第二話「なつぜみ」——せみ時雨のなかに響く心の叫び

夏を背景に展開する「なつぜみ」は、物語の冒頭から熱気とともに緊張感が高まる一作です。
事件が長屋の住人たちに影を落とし、日常にひそむ人間の複雑な感情が浮き彫りになります。

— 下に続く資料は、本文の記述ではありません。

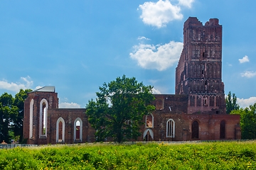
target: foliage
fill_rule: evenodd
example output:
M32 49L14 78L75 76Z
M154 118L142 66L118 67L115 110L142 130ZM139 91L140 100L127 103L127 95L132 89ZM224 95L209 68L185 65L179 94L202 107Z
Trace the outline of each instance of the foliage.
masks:
M242 139L256 139L256 103L249 108L234 110L231 114L240 115Z
M11 94L0 96L0 142L10 142L11 137L22 137L24 101L31 89L21 89L14 98Z
M149 104L154 99L152 88L124 75L107 84L104 83L96 93L96 101L92 99L86 106L97 141L109 137L118 142L137 139L143 116L154 110Z
M237 102L237 97L235 94L231 95L231 92L230 91L225 98L226 102L226 108L227 108L227 113L229 114L233 110L238 110L239 105L236 103Z
M1 169L255 169L256 142L56 145L0 150Z

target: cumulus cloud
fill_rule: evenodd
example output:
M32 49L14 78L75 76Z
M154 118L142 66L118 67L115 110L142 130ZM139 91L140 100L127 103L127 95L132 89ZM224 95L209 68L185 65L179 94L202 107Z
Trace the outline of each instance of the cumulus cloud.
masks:
M188 6L190 1L191 0L179 0L179 4ZM142 11L140 18L144 23L157 28L164 27L171 21L183 18L178 4L173 5L169 0L159 0L156 3L147 1L139 5L138 9Z
M245 71L243 73L241 73L241 76L245 76L247 78L252 78L256 76L255 72Z
M194 1L194 0L178 0L178 4L181 6L185 6L188 8L191 8L192 3Z
M158 89L154 89L154 88L152 89L152 93L153 93L154 94L161 94L160 91L158 90Z
M18 92L20 89L31 89L33 85L33 81L30 76L21 77L21 82L8 82L6 80L0 81L0 89L12 91L14 92Z
M245 57L242 57L242 59L238 59L240 63L244 63L244 62L249 62L249 57L248 56L245 55Z
M35 88L34 90L39 89L41 89L41 88L42 88L42 87L43 87L43 86L37 86Z
M138 40L150 40L149 38L145 38L145 37L143 37L143 36L138 37Z
M171 41L163 45L139 44L133 47L130 57L137 61L144 69L159 71L166 69L178 61L183 49L183 43Z
M68 103L68 102L63 102L59 103L59 108L80 108L81 106L75 103Z
M248 108L250 105L253 105L256 103L256 97L250 97L249 98L238 98L237 103L240 106L240 108Z

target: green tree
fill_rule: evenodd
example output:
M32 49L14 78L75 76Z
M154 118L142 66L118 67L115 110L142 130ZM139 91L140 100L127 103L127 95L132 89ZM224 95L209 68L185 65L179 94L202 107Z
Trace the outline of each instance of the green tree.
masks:
M249 108L233 110L231 114L240 115L242 139L256 139L256 103L250 105Z
M239 105L236 103L237 102L237 97L235 94L231 95L231 92L230 91L225 98L226 102L226 113L228 114L230 113L233 110L238 110Z
M28 96L28 93L32 91L31 89L20 89L19 92L15 95L13 107L16 107L17 114L12 119L11 129L14 136L19 137L20 141L23 138L23 120L24 117L24 101Z
M0 96L0 142L9 142L11 118L15 114L12 109L13 101L11 94L4 93Z
M92 99L86 106L97 140L110 137L118 142L137 139L143 116L154 110L150 105L154 98L152 88L124 75L107 84L104 83L96 93L96 101Z

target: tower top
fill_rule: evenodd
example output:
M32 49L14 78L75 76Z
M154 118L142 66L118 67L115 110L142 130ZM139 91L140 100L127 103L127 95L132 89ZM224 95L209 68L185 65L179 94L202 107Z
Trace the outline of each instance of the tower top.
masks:
M34 91L32 91L30 93L33 93L33 92L52 92L52 93L55 93L55 86L43 86L41 87L40 89L36 89Z

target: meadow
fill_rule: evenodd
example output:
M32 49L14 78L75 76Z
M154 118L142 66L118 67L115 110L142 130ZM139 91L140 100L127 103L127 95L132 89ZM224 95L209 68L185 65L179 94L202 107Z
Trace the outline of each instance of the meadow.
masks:
M256 169L256 141L0 149L0 169Z

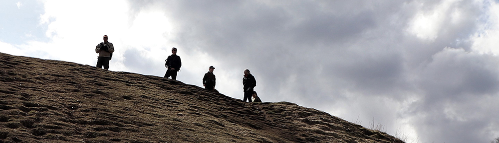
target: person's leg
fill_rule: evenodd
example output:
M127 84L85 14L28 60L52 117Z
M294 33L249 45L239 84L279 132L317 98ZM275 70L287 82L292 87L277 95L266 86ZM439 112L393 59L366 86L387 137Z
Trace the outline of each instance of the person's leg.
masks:
M103 57L102 63L104 65L104 69L109 69L109 57Z
M95 67L97 67L97 68L99 68L99 69L101 69L101 68L102 68L102 65L103 65L103 63L102 63L102 57L97 58L97 66L95 66Z
M248 99L248 102L251 102L251 95L252 93L253 93L252 91L248 91L248 92L245 92L245 98L243 100L245 101L245 102L246 102L246 99Z
M208 90L213 90L213 85L206 84L205 86L205 89L208 89Z

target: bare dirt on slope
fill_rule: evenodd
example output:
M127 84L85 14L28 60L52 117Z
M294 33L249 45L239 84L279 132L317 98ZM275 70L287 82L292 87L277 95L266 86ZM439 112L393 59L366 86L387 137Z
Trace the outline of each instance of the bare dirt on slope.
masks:
M0 53L1 143L403 143L295 104Z

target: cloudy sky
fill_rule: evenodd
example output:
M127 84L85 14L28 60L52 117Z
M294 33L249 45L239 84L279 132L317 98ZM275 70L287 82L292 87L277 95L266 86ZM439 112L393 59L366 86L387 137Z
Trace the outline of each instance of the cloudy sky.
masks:
M499 137L499 1L0 1L0 52L177 79L242 99L243 70L264 102L287 101L407 143Z

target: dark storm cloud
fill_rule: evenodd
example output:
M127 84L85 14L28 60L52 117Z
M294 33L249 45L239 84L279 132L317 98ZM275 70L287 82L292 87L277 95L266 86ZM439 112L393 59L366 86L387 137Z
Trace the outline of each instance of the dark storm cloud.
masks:
M499 85L497 57L471 52L470 37L477 32L477 17L484 16L480 3L456 1L439 11L450 2L351 1L131 2L138 5L134 11L163 7L179 25L172 40L186 48L206 52L241 72L251 70L257 84L265 85L256 88L264 88L259 93L267 95L267 101L341 108L349 117L414 119L409 122L424 142L492 139L475 133L498 124L486 119L498 117L472 112L495 111L480 102L497 97ZM433 25L438 27L434 39L408 30L421 13L441 14L441 22ZM367 100L378 97L390 101ZM394 107L386 104L407 109L390 110ZM357 106L339 106L350 104Z

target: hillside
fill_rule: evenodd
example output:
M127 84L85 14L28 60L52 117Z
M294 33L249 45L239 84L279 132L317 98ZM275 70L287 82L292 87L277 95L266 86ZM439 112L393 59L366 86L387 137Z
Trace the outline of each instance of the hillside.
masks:
M403 143L295 104L0 53L2 143Z

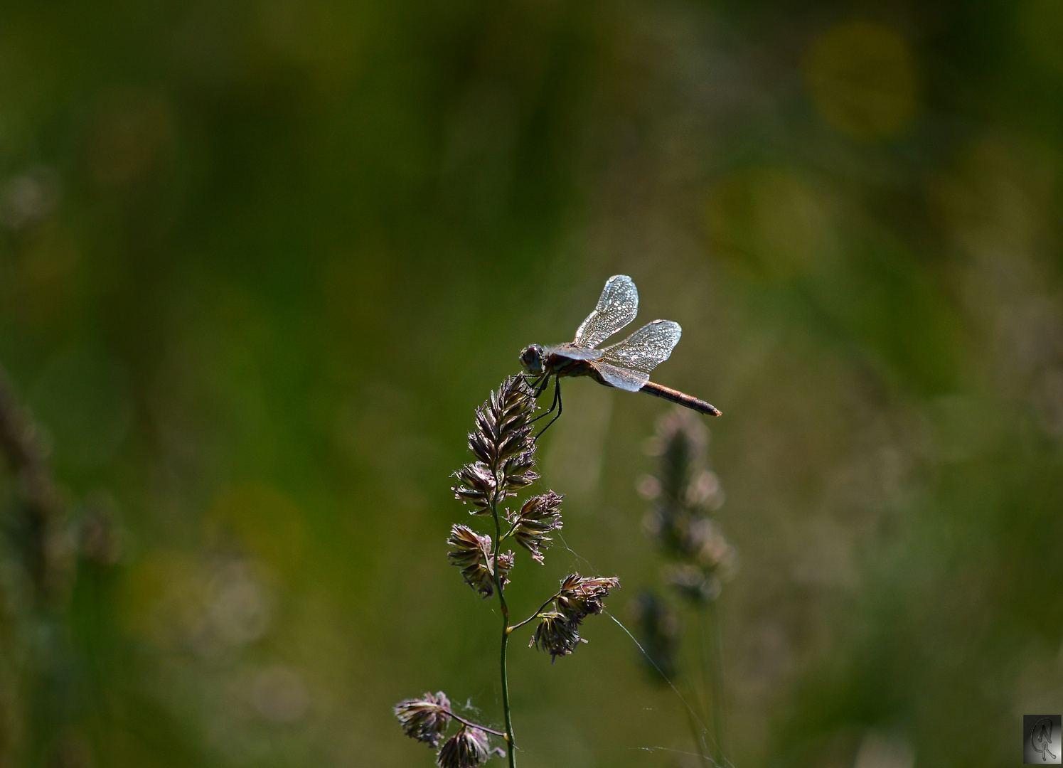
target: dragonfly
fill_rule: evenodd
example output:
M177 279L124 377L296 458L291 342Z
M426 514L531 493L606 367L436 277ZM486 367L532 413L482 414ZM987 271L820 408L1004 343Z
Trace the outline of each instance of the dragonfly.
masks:
M639 291L626 274L614 274L605 283L602 298L594 312L576 330L572 341L554 346L533 344L521 351L521 367L530 377L529 384L539 397L554 380L554 400L550 410L538 418L557 411L542 429L541 435L561 416L561 379L586 375L598 384L631 393L646 393L678 403L708 416L720 416L720 410L697 398L649 381L649 373L672 354L682 329L671 320L648 322L623 341L598 348L639 312Z

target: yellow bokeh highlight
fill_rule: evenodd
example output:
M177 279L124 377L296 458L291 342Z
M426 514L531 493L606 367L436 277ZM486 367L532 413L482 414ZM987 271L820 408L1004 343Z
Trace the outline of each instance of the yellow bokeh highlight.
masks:
M915 116L918 84L911 50L882 24L831 27L809 47L804 74L820 116L853 138L896 136Z
M302 563L307 537L302 511L269 485L248 482L225 490L207 525L235 536L248 554L281 573L291 574Z

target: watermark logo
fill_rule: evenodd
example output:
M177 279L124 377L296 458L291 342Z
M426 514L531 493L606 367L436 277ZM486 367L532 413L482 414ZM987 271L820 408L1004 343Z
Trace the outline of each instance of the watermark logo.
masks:
M1060 764L1063 738L1059 715L1023 715L1023 763Z

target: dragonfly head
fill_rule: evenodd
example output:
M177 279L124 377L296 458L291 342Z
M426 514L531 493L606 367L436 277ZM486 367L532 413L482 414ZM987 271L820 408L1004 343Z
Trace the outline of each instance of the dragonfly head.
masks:
M525 373L530 373L533 375L542 373L542 347L537 344L533 344L530 347L525 347L521 352L521 367L524 369Z

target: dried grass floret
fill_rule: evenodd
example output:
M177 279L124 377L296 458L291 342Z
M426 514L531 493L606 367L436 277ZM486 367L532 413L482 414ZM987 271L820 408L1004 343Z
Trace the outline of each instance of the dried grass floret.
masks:
M517 512L507 515L512 525L510 535L532 553L532 557L543 564L542 550L550 546L551 531L561 528L561 496L553 490L533 496Z
M425 694L421 699L405 699L394 705L395 717L403 733L418 741L439 746L446 727L451 722L451 702L446 694Z
M436 765L439 768L476 768L491 754L487 734L478 728L462 725L443 744L436 756Z
M451 528L446 544L450 546L446 556L450 557L451 565L461 569L461 577L466 583L485 599L494 595L494 554L491 549L491 537L478 534L468 525L455 524ZM503 587L509 583L509 571L512 567L512 552L499 554L499 579Z

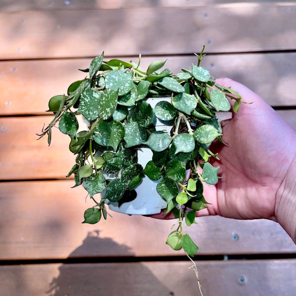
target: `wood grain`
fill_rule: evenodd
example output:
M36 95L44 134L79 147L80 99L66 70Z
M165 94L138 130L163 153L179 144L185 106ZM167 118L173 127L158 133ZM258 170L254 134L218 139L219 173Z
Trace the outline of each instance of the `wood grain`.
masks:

登場人物たちの“裏と表”の描き方。単純な勧善懲悪ではない、江戸の人情と人間の弱さを
あわせ持った描写に、深い余韻を感じるでしょう。時代小説らしい“機微”が光る一話です。

第三話「あきなす」——実りの秋に見つけた心の豊かさ

秋の風情を感じさせる「あきなす」では、何気ない日常の一コマから、登場人物たちの心の
成長が静かに描かれます。秋茄子にまつわる小さな出来事が、やがて心に残る大きな物語へ
と育っていきます。

特に印象的なのは、普段目立たない人物に焦点が当たり、その内に秘めた強さが少しずつ明
らかになっていく過程。読者の心にも、しみじみとした余韻が残ること間違いなしです。
秋らしい感傷を求める読書にぴったりの一話です。

第四話「ふゆどり」——寒さのなかでこそ感じる人のぬくもり

「ふゆどり」は、長屋シリーズの魅力を集約したような一編。冬の寒さが身にしみる中、
住人たちの助け合いと絆が胸を打ちます。時にぶつかり合いながらも支え合う“家族のような
他人”の関係に、ほろりと涙がこぼれるかもしれません。

また、シリーズを追ってきた読者にとっては、これまでの積み重ねが生きる感動の場面が
いくつも用意されています。長く読み続けてきたからこそ味わえる深みもあり、
読後感の良さは随一です。

◆こんな人におすすめ

時代小説初心者にも時代小説ファンにもおすすめです。

◆著者プロフィール

畠山健二(はたけやま けんじ)
1957年、東京都目黒区生まれ。墨田区本所育ち。演芸の台本執筆や演出、
週刊誌のコラム連載、ものかき塾での講師まで精力的に活動する。日本
文芸家クラブ会員。著書に『下町のオキテ」(講談社文庫)、『下町呑
んだくれグルメ道」(河出文庫)、『超入門!江戸を楽しむ古典落語』
(PHP文庫)など多数。2012年、「スプラッシュマンション」(PHP研究所)
で小説家デビュー。文庫書き下ろし時代小説「本所おけら長屋」(PHP文芸
文庫)が好評を博し、人気シリーズとなる。引用:文庫著者紹介より

◆まとめ

『本所おけら長屋15巻』は時代小説の魅力が詰まった一冊
四季折々の情景を背景に、それぞれ異なるテーマと感情が描かれる本巻は、
時代小説が初めての方にも最適です。江戸の人々の暮らしや人情に触れることで、
現代に通じる“人の温かさ”を再発見できるでしょう。

『本所おけら長屋』シリーズは、気軽に読めるのに、読後には心がじんわり温かくなる。
そんな時代小説の醍醐味を、ぜひ味わってみてください。